Com a idade que tenho já tenho amigas e amigos com filhos. E, claro está, falamos destas questões, já lhes expus até à exaustão as minhas opiniões e medos em relação a criar pessoas pequeninas, e já me cruzei com vários entendimentos, uns mais rígidos e outros mais liberais em relação a este tema...

Tenho amigos que efetivamente engoliram todos os livros sobre como criar crianças sem exaltações e gritarias, e dentro deste grupo tenho alguns que conseguem (ou dizem que conseguem, que não estou lá para ver, graças a Deus, porque já me basta o meu caos, agradecida) aplicar efetivamente o que leram e que qualquer um consegue e que é só uma questão de esforço e de hábito; e depois tenho outros amigos que admitem que leram mas que não conseguem aplicar, e que até já queimaram os livros e fazem simplesmente o que lhes dá na gana, sem querer saber da opinião dos outros.

Existem outros que nem sabem bem o que é ter filhos porque feliz ou infelizmente têm uma rede de suporte tão ampla e constante que o ter filhos é quase um hobbie (um hobbie muito querido, mas que não deixa de ser hobbie porque só o fazem nos tempos livres).

Por fim, há outros (dos quais penso fazer parte) que tentam ir fazendo o melhor possível, um pouco com os ensinamentos dos pais, um pouco com o que leram, a corrigir certas situações com as quais não concordavam na sua própria educação, e que gritam, e que dão mimos, e que se sacrificam pelos filhos, mas que tentam manter o seu espaço para ser eles próprios crianças e pessoas normais e para poder namorar e dizer à pessoa que está ao lado o quando o amam, mesmo que às vezes na correria do dia-a-dia, o cansaço e os pequenos traumas do passado e do presente os atormentem. Estes pais que tentam não prestar demasiada atenção a tudo o que se tem a dizer quanto a este tema para não dar em maluquinhos, mas que, no final do dia, acabam a sentir-se mal, incompetentes como pais, tristes e preocupados de estar a fazer mal aos filhos sem querer.

E isto porquê?

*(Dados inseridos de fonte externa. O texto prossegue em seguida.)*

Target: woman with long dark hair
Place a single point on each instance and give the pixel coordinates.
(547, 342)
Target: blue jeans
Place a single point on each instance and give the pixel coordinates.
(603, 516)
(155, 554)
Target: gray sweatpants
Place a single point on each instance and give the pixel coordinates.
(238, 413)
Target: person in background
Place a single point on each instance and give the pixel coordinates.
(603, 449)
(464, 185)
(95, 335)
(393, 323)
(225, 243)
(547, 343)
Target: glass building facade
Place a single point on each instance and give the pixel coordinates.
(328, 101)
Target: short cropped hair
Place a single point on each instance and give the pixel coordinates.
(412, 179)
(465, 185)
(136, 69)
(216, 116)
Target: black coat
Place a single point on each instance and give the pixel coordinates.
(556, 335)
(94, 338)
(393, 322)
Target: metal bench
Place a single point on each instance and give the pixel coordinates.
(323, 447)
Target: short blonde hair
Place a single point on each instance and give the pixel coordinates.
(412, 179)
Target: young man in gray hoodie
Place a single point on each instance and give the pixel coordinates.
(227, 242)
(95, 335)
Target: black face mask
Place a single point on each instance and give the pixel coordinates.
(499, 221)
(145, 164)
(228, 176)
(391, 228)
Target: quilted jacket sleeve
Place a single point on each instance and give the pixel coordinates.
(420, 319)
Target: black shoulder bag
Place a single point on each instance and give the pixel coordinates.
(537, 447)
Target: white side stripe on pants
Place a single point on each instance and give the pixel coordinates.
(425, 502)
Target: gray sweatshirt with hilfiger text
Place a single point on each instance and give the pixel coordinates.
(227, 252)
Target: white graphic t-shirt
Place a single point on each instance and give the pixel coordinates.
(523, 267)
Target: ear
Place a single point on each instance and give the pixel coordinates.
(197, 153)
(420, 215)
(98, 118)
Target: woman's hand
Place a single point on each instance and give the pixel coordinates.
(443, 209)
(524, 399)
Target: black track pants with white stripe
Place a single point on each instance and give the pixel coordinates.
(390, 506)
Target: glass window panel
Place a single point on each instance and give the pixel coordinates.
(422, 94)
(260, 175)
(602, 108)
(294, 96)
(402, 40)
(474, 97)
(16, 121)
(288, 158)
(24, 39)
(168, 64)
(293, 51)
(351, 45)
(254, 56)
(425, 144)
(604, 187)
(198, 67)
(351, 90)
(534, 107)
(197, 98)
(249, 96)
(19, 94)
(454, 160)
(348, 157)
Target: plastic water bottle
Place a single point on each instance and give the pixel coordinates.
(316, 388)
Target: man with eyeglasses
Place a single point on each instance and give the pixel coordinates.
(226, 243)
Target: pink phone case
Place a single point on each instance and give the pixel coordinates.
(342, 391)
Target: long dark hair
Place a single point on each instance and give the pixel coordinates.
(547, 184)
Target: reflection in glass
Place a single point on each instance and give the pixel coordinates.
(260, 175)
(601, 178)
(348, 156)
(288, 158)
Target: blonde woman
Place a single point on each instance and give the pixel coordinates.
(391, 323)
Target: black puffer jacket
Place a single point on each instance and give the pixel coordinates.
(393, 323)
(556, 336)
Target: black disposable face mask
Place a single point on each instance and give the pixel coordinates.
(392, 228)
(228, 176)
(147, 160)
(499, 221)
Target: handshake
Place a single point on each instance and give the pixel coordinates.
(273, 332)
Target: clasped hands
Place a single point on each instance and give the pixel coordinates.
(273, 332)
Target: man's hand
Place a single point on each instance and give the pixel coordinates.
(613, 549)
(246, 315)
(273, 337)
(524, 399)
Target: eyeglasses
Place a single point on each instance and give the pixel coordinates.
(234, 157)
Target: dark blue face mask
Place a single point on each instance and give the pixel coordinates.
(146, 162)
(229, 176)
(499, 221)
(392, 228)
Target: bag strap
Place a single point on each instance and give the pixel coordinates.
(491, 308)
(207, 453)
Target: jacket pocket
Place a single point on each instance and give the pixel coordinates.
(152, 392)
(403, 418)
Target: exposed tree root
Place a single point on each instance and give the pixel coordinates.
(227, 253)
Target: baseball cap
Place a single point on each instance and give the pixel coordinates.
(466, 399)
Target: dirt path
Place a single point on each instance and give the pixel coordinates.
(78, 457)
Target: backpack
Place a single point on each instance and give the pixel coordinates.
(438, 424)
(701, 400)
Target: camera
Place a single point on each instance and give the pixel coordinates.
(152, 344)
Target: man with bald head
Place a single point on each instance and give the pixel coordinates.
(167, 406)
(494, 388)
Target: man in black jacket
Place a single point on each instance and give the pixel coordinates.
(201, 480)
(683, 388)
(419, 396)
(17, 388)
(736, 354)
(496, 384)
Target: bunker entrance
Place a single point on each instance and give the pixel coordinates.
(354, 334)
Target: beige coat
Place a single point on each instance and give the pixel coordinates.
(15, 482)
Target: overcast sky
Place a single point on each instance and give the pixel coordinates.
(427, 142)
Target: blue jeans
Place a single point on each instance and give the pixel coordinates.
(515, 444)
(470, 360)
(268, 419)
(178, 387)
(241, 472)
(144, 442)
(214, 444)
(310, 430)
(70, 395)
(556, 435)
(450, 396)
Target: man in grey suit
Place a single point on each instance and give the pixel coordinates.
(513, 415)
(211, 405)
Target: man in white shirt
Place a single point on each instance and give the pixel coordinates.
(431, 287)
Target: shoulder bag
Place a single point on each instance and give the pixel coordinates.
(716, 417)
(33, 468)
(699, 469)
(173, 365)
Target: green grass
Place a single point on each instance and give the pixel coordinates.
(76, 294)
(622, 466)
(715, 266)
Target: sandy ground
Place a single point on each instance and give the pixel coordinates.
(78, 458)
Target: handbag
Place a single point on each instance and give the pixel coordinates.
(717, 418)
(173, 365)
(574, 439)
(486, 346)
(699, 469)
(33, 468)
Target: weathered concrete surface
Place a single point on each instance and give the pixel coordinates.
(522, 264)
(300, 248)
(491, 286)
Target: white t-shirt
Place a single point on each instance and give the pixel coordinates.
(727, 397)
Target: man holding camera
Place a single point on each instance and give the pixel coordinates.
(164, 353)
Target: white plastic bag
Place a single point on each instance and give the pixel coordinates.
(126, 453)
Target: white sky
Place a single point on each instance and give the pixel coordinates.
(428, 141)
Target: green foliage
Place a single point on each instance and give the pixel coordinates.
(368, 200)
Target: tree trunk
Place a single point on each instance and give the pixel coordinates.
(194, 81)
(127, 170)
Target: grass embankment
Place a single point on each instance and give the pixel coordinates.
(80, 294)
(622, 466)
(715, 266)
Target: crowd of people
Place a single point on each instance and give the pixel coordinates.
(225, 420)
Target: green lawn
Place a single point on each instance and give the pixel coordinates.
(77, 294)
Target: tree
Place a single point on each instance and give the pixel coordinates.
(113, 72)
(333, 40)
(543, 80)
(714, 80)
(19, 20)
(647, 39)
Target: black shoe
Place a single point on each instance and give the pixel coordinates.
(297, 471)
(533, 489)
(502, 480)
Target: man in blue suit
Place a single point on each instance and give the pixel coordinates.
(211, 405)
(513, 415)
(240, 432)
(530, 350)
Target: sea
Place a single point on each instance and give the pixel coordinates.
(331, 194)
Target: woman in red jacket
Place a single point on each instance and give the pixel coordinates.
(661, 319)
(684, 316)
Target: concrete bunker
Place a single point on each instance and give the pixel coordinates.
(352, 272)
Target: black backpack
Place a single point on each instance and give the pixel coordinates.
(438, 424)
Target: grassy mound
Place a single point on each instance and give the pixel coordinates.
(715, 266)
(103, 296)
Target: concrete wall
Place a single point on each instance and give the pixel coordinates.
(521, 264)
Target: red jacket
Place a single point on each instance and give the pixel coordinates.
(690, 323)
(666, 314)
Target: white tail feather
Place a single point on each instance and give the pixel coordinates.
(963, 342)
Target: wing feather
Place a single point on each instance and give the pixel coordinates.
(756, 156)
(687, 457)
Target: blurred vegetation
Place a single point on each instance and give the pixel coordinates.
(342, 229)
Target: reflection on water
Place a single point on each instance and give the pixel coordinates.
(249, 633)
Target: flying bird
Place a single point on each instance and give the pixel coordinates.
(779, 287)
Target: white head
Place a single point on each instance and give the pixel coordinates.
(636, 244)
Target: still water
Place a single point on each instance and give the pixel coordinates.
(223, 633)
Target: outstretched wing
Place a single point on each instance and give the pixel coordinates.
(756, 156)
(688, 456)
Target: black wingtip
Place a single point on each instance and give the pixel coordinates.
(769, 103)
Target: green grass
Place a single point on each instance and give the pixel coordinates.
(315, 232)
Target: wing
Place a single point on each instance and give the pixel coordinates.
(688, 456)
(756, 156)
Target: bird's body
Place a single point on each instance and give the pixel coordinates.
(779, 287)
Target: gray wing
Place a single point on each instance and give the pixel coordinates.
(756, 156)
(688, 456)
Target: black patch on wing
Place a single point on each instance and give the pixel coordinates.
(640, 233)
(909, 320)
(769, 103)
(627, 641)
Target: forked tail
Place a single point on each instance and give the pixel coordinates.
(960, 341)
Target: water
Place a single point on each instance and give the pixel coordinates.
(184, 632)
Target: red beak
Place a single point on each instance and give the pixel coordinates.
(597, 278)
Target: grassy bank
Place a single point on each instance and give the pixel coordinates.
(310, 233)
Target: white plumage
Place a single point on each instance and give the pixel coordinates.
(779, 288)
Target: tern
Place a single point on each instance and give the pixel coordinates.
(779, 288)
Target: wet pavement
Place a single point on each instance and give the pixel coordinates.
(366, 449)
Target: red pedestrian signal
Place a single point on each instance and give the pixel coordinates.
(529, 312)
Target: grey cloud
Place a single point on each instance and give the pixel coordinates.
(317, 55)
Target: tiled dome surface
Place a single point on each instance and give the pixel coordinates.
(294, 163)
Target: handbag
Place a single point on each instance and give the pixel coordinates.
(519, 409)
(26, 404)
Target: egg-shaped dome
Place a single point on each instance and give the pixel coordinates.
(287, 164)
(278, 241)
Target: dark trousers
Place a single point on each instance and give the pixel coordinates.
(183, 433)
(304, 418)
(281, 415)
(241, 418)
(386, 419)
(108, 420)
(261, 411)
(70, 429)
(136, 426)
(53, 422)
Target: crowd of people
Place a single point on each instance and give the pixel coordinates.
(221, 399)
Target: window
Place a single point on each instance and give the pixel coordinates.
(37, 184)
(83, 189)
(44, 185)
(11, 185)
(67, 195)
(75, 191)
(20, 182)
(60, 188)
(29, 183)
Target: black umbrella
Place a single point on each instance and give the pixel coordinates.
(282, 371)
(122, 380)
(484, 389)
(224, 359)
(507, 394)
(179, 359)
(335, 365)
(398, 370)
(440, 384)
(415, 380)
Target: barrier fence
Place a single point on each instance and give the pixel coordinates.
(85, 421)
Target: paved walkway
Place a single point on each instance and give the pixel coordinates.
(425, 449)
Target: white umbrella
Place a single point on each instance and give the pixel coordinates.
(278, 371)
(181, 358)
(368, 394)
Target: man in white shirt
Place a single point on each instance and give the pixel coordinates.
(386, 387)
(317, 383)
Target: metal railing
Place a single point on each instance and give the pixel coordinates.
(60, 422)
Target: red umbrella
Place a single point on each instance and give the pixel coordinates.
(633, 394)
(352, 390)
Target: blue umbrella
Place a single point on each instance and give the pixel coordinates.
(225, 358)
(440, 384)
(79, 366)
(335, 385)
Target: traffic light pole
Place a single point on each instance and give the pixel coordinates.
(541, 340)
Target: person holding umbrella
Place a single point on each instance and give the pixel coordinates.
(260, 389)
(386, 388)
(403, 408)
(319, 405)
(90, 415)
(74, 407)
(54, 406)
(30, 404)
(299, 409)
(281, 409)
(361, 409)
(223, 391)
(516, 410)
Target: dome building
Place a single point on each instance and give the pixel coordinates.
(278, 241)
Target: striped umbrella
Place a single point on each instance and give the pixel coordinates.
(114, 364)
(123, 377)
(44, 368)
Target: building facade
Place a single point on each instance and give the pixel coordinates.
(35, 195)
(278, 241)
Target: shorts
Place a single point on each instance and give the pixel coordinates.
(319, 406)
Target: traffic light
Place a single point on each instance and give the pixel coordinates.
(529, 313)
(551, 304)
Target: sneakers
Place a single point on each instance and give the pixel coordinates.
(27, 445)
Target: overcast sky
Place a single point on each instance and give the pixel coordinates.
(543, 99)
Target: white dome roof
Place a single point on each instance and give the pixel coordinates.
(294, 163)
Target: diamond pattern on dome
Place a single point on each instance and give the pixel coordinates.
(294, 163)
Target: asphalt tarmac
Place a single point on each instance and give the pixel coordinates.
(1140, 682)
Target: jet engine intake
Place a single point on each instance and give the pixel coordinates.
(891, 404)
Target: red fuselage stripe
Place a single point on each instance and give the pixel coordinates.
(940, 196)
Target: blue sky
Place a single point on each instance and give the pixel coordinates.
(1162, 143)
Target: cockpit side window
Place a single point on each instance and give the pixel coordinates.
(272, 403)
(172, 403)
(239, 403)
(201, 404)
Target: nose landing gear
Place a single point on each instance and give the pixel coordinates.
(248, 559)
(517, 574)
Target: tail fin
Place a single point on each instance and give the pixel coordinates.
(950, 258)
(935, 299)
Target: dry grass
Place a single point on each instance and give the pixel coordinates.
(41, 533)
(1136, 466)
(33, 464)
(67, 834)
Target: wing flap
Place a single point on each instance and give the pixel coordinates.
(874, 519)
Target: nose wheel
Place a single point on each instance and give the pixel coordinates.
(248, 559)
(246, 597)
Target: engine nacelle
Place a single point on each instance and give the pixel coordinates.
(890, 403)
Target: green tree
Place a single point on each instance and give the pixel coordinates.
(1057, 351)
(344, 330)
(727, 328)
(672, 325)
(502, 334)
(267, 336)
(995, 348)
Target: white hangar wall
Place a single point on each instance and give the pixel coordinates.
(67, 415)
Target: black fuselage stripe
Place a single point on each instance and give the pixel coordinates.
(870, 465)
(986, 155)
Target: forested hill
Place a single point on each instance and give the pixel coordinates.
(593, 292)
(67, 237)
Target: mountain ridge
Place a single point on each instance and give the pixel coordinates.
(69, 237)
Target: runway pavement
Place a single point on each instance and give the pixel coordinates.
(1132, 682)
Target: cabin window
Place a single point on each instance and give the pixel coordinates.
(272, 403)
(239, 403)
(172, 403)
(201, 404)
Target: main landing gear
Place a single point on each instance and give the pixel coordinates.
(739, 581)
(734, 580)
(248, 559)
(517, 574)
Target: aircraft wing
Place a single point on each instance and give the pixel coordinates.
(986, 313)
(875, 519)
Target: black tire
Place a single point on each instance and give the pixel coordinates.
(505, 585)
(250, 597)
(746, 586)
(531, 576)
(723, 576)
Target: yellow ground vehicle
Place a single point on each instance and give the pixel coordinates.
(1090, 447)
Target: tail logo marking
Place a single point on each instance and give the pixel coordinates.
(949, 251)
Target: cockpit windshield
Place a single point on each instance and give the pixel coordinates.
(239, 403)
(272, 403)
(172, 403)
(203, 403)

E quem segue este entendimento, por favor não me levem a mal, mas é a minha opinião...A culpa é daqueles que passam a imagem da perfeição (tal como acontece nas redes sociais em relação ao físico e ao estilo de vida e à felicidade e alegria constantes, aqueles aos quais já desejei coisas menos boas ligadas com Legos e assim...), há pessoal por aí apregoando que os pais só são bons se pensarem nos filhos como Deuses que não se podem enervar, nem frustrar, nem ouvir gritos, nem sofrer consequências daquilo que andam a fazer, que não eles são crianças e que não nos estão a desafiar, que eles simplesmente não se sabem fazer entender, porque eles próprios não se entendem…

Concordo em parte, por exemplo, concordo com facto de os miúdos serem só miúdos ainda com muito para aprender e muita coisa com que se frustrar e com que nos frustrar a nós, e que devemos ter paciência nesta parte, porque às vezes nem nós sabemos que caraças se passa connosco e já levamos mais anos nisto, quanto mais uma criança que mal está a aprender a escrever e a ler e a ter algumas responsabilidades na escola, e a conhecer o seu corpo e quem tudo é da sua cor e do seu sabor favoritos.

Mas por outro acho que tem que existir regras e que as crianças têm que se frustrar e estar entediadas, sim, senão vamos ter um mundo ainda mais caótico e auto e hétero destrutivo do que já temos! Temos que saber dizer não e a ouvi-lo também (mesmo que doa um e outro). Eu sei que ninguém ou quase ninguém gosta de regras, porque todos, mesmo os pequeninos gostam de liberdade e as regras vêm tirar parte dessa liberdade, mas também nos ajudam a respeitar os outros…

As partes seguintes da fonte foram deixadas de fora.